C’est arrivé un 15 mars…

C’est arrivé un 15 mars…

“A qui veut régénérer une Société en décadence, on prescrit avec raison, de la ramener à ses origines.” Léon XIII, Rerum Novarum

Alors rappelons-nous :

  • le 15 mars: saints du jour français ou en France.
    • Sainte Louise de Marillac, veuve et cofondatrice des : « Filles de la Charité »

La célébration de la fête de Sainte Louise de Marillac (15/03), tombe toujours durant le Carême. Ce temps liturgique n’est  pas très favorable à la célébration des solennités. Or, en toute Congrégation, la fête du saint fondateur a rang de solennité. La Congrégation F.D.L.C. (Filles de la  Charité), par Décret du 4 janvier 2016, a fixé au 9 mai, date de sa béatification, la solennité de sa fondatrice.

Louise de Marillac, naît le 12 août 1591, à Ferrières-en-Brie où elle est baptisée. On ne connaît pas sa mère mais on sait qu’elle est la fille de Louis Ier de Marillac, officier au service d’Henri III et d’Henri IV.

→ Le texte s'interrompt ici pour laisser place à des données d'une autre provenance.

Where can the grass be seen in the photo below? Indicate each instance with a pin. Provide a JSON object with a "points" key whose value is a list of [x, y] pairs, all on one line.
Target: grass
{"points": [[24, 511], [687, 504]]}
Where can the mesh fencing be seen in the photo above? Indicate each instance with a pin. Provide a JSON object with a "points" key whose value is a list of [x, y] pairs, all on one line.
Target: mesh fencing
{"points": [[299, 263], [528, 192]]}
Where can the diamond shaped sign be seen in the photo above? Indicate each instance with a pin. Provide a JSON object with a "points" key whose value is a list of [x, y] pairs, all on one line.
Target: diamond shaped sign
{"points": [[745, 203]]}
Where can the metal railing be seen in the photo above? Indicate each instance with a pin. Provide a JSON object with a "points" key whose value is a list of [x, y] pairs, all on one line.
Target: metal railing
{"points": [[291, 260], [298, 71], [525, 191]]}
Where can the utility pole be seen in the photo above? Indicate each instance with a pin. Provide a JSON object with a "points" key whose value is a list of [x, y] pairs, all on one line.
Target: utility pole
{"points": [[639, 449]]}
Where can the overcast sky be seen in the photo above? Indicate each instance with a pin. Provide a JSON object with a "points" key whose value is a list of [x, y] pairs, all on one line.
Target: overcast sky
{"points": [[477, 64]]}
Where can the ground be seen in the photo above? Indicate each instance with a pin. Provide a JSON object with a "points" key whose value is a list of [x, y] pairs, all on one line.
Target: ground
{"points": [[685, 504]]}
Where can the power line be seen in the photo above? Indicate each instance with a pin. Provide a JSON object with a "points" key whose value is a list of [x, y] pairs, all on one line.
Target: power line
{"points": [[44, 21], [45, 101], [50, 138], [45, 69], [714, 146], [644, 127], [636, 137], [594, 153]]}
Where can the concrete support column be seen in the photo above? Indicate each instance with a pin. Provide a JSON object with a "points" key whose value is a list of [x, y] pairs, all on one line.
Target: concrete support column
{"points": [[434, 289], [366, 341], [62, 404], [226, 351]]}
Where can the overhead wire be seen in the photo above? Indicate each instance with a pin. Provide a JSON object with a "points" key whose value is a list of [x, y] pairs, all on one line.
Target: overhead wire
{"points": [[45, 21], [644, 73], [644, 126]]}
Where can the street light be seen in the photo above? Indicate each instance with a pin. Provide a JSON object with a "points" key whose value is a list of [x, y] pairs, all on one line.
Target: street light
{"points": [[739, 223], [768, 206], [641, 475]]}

Après le décès de son père, Louise songe à entrer chez les Capucines du Faubourg Saint-honoré (dites « Filles de la Croix »). Elle fait tout d’abord vœu de « servir Dieu et son prochain » mais est refusée par  le Provincial des Capucins. Le 6 février 1613, on lui fait épouser, à la paroisse Saint-Gervais de Paris, un secrétaire des commandements de Marie de Médicis, Antoine Le Gras, écuyer, homme de bonne vie, fort craignant Dieu et exact à se rendre irréprochable, dont, le 18 octobre 1613, lui naîtra un fils, Pierre-Antoine, qu’elle élèvera, à partir de 1619, avec les sept enfants d’une de ses cousines défunte.

Veuve en 1625, elle vient de rencontrer le Père Vincent de Paul, qui a établi des confréries de Charité dans Paris. Elle se met sous sa direction. En 1628, son fils Pierre-Antoine entre au Séminaire de Saint Nicolas du Chardonnet. Louise dispose donc de davantage de temps pour se consacrer aux œuvres de Saint Vincent de Paul qui la charge de surveiller les Charités, de modifier leur règlement et de visiter celles des Provinces.

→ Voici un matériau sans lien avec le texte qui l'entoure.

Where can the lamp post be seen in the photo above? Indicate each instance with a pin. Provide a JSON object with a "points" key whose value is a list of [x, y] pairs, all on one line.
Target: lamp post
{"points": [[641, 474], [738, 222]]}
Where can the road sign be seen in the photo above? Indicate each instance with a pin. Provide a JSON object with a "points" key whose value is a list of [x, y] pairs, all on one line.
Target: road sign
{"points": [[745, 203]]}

En 1628, lorsque son fils entre au séminaire Saint-Nicolas-du-Chardonnet, elle dispose de davantage de temps pour se consacrer aux œuvres et Vincent de Paul la charge de surveiller les Charités, de modifier leur règlement et de visiter celles des provinces. Elle n’a aucun mal à persuader Vincent de Paul que les Dames associées ne peuvent rendre aux malades les services pénibles qu’exige leur état, et qu’il faut songer à réunir des personnes zélées pour se dévouer entièrement à l’œuvre sans autres devoirs et préoccupations au dehors. C’est ainsi que naissent les Filles de la Charité.

Le 5 février 1630, lors d’une messe, anniversaire de son mariage, en recevant la communion, elle fait l’expérience du mariage mystique avec le Christ. Elle la relate par ses mots :

« Il me sembla que Notre Seigneur me donnait pensée de Le recevoir comme l’époux de mon âme. »

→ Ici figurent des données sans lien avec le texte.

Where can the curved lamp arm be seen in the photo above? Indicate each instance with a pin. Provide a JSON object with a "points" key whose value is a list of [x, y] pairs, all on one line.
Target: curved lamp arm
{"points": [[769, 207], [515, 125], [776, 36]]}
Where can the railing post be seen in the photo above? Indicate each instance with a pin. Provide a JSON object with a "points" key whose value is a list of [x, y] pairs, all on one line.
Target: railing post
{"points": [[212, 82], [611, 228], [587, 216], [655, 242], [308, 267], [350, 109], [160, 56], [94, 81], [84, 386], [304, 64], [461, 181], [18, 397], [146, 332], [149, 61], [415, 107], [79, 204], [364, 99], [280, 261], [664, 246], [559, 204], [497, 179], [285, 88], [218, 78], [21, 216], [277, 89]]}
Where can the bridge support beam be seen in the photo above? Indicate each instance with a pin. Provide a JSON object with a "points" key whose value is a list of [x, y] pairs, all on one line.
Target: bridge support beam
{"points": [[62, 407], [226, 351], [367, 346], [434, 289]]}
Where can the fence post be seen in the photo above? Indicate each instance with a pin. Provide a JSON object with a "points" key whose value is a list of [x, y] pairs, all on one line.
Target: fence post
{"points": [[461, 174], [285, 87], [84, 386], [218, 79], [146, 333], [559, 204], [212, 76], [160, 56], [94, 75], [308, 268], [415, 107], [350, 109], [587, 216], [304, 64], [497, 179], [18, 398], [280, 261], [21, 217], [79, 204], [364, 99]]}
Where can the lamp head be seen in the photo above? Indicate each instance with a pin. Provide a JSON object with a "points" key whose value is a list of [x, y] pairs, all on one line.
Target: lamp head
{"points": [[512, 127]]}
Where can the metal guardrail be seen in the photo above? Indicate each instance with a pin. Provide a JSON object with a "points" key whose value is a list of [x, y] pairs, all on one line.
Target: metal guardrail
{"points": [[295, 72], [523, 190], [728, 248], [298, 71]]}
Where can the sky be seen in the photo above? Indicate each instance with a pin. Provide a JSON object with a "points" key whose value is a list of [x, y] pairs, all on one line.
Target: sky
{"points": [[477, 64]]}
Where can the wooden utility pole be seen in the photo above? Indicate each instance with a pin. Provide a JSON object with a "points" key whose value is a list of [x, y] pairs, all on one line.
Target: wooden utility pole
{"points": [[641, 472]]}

Le 25 mars 1642, Louise et les quatre premières sœurs font le vœu de s’offrir totalement au Christ en la personne des pauvres. Les Filles de la Charité naissent. Très appréciées dans la France de Louis XIII, elles bénéficient de la protection d’Anne d’Autriche et de grandes familles comme les Gondi, Condé et Longueville. Les Filles de la Charité se répandent très vite dans trente villes du Royaume de France. L’ordre essaimera même jusqu’en Pologne. Le 15 mars 1660, Louise de Gras née de Marillac s’éteint, quelques mois avant Saint Vincent de Paul. Elle repose à présent dans la Maison-mère des Filles de la Charité de la Rue du Bac, dans la Chapelle Notre Dame de la Médaille Miraculeuse, où il y a aussi le corps de sainte Catherine Labourée et le cœur de saint Vincent de Paul. Son corps, intact, y est toujours visible. L’Ordre des Filles de la Charité continuera d’attirer bien d’autres vocations et rendra d’énormes services jusqu’à la Révolution et même au-delà. Le 11 mars 1934, Pie XI la canonise.

Louise de Marillac est béatifiée le 9 mai 1920 par Benoît XV et canonisée le 11 mars 1934 par Pie XI. Saint Jean XXIII la proclame, en 1960, patronne de tous ceux qui s’adonnent aux œuvres sociales chrétiennes.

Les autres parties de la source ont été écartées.